Fig. 5.. Anti-C1q antibody reverts chronic sleep spindle reduction after mTBI.

(A) ECoG recordings from a sham and mTBI mouse three weeks after mTBI. Blue traces represent the band-pass (BP, 8—15 Hz) filtered ECoG. Horizontal blue lines show the detected spindles. Arrows indicate epileptic spikes. (B) Same as (A) from mTBI mice treated with an isotype control or the anti-C1q antibody. (C) Ratio of sleep spindle counts in ipsilateral ECoG to sleep spindle counts in contralateral ECoG detected within a 12-hour window. Data represent mean ± SEM analyzed with a Mann-Whitney rank sum test with α = 0.05 (*p < 0.05, **p < 0.01). Analysis includes n = six sham mice, n = nine mTBI mice (left); n = seven control-treated mTBI mice, n = six antibody-treated mTBI mice (right). (D) Density, normalized amplitude and duration of sleep spindles in contralateral and ipsilateral ECoG from the mice in (C). Data represent mean ± SEM analyzed with a Kruskal-Wallis One Way Analysis of Variance on Ranks, all pairwise multiple comparison procedures (Holm-Sidak method), α = 0.05 (*p < 0.05, **p < 0.01). Gray lines connect contralateral and ipsilateral data points for each mouse.

Fig. 6.. Anti-C1q antibody reduces focal epileptic spikes that develop three weeks after mTBI.

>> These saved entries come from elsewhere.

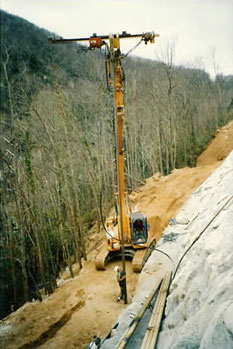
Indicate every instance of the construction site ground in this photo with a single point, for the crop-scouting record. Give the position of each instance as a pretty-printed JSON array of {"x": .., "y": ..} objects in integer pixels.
[{"x": 86, "y": 305}]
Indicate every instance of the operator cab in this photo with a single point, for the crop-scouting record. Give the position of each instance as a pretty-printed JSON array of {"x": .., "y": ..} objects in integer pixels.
[{"x": 139, "y": 228}]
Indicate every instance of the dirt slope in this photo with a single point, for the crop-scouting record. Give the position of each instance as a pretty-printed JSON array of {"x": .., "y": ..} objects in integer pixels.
[{"x": 86, "y": 305}]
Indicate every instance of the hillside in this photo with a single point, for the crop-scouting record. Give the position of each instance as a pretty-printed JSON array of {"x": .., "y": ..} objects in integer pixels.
[
  {"x": 57, "y": 175},
  {"x": 86, "y": 305}
]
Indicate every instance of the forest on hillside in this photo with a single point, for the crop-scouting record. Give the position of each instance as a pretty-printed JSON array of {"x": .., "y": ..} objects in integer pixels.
[{"x": 57, "y": 145}]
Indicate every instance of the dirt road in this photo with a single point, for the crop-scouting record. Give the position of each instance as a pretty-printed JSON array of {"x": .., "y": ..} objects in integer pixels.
[{"x": 86, "y": 305}]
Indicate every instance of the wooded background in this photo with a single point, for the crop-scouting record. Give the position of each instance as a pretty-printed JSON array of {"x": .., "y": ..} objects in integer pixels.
[{"x": 57, "y": 145}]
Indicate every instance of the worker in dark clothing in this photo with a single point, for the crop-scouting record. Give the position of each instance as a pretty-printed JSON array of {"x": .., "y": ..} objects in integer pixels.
[{"x": 121, "y": 278}]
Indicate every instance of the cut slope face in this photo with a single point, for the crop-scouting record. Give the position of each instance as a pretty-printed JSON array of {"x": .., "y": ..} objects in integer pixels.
[
  {"x": 200, "y": 305},
  {"x": 57, "y": 318}
]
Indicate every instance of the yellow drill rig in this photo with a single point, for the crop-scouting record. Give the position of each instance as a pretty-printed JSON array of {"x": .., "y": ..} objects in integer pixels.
[{"x": 127, "y": 233}]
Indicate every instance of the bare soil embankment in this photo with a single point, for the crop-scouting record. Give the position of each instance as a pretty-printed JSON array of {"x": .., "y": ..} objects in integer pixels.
[{"x": 86, "y": 305}]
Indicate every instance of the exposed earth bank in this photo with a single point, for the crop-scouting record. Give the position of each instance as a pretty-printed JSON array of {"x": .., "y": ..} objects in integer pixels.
[{"x": 86, "y": 305}]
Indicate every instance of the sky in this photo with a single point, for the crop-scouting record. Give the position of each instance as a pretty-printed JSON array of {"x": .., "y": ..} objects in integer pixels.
[{"x": 200, "y": 30}]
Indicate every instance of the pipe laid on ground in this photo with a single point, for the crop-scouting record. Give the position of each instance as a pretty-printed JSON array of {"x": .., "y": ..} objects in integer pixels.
[
  {"x": 152, "y": 331},
  {"x": 134, "y": 323}
]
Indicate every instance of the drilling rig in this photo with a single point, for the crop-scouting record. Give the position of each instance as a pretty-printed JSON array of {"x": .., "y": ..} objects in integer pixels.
[{"x": 127, "y": 234}]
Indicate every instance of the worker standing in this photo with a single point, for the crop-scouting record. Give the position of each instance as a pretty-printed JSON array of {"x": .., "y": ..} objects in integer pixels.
[{"x": 121, "y": 278}]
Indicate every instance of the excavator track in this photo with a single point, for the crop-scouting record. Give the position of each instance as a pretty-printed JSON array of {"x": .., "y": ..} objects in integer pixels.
[
  {"x": 105, "y": 256},
  {"x": 139, "y": 257},
  {"x": 142, "y": 255}
]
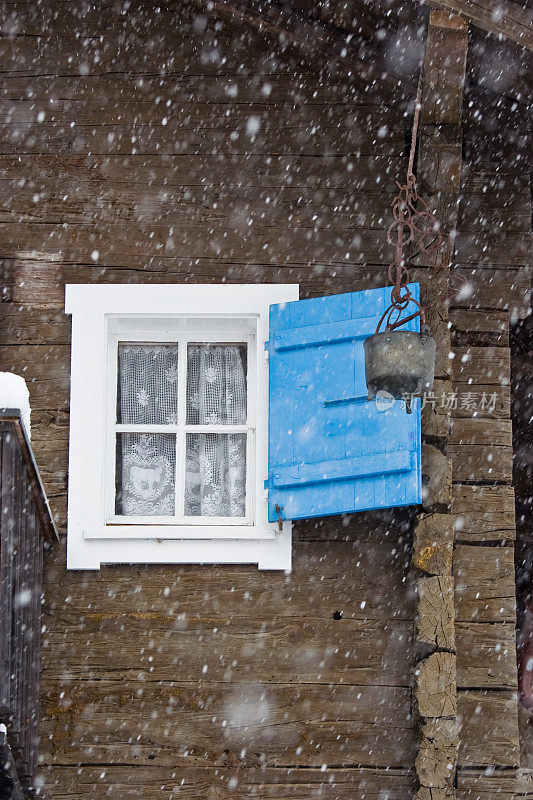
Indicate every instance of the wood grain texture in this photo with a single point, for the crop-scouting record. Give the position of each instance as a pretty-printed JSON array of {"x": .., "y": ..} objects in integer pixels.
[
  {"x": 484, "y": 584},
  {"x": 249, "y": 724},
  {"x": 486, "y": 655},
  {"x": 201, "y": 198},
  {"x": 483, "y": 513},
  {"x": 228, "y": 782},
  {"x": 507, "y": 18},
  {"x": 489, "y": 733}
]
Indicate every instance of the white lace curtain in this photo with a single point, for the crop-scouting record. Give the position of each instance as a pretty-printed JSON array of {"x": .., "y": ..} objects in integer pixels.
[{"x": 215, "y": 463}]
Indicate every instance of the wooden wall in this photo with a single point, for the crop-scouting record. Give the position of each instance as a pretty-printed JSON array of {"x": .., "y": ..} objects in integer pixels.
[{"x": 171, "y": 145}]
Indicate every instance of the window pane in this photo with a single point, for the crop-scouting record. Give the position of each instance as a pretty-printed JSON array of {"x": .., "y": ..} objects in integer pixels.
[
  {"x": 147, "y": 383},
  {"x": 216, "y": 384},
  {"x": 145, "y": 474},
  {"x": 215, "y": 475}
]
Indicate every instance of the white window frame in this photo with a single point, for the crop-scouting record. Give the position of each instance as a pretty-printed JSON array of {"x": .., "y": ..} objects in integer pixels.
[{"x": 102, "y": 315}]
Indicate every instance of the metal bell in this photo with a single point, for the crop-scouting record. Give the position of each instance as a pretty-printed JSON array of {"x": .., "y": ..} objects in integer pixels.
[{"x": 401, "y": 363}]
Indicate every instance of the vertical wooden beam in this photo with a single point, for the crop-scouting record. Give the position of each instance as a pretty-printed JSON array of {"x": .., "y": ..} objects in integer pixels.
[{"x": 439, "y": 175}]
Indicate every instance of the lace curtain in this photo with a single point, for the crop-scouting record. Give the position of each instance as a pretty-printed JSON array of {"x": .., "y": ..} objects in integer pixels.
[{"x": 215, "y": 464}]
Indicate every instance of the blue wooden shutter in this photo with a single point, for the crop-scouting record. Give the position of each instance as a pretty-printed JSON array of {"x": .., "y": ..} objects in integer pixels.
[{"x": 332, "y": 451}]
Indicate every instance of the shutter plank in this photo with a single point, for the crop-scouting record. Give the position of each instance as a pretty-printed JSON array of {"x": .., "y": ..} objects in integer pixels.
[{"x": 331, "y": 451}]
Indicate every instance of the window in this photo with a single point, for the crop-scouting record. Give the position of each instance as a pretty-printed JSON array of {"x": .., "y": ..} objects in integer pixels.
[{"x": 169, "y": 428}]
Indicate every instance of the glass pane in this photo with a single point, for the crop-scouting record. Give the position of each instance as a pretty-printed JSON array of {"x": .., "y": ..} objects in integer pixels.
[
  {"x": 215, "y": 475},
  {"x": 145, "y": 474},
  {"x": 147, "y": 383},
  {"x": 216, "y": 384}
]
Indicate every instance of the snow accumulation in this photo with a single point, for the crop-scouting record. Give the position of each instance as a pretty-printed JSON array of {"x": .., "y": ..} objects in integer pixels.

(A) ECoG recordings from a sham and mTBI mouse three weeks post-mTBI. Horizontal dashed lines represent the spike detection threshold. Vertical red lines indicate detected spikes. (B) Same as A) from mTBI mice treated with an isotype control or the anti-C1q antibody. Traces in A-B are from episodes of NREM sleep. (C) Number of epileptic spikes detected within a 12-hour window. Data represent mean ± SEM analyzed with a Mann-Whitney rank sum test, α = 0.05 (*p < 0.05, **p < 0.01). Inset: an average epileptic spike from the mTBI mouse shown in (B) (n=592 spikes; mean (black) ± SD (grey). Analysis includes n = six sham mice, n = nine mTBI mice (left); n = seven control-treated mTBI mice, n = six antibody-treated mTBI mice. (D, E) Number of epileptic spikes as a function of the ratio of sleep spindles in the sham versus mTBI (D) and anti-C1q versus control mTBI (E) mice from (C). Individual points represent each mouse and error bars represent mean ± SEM across both axes.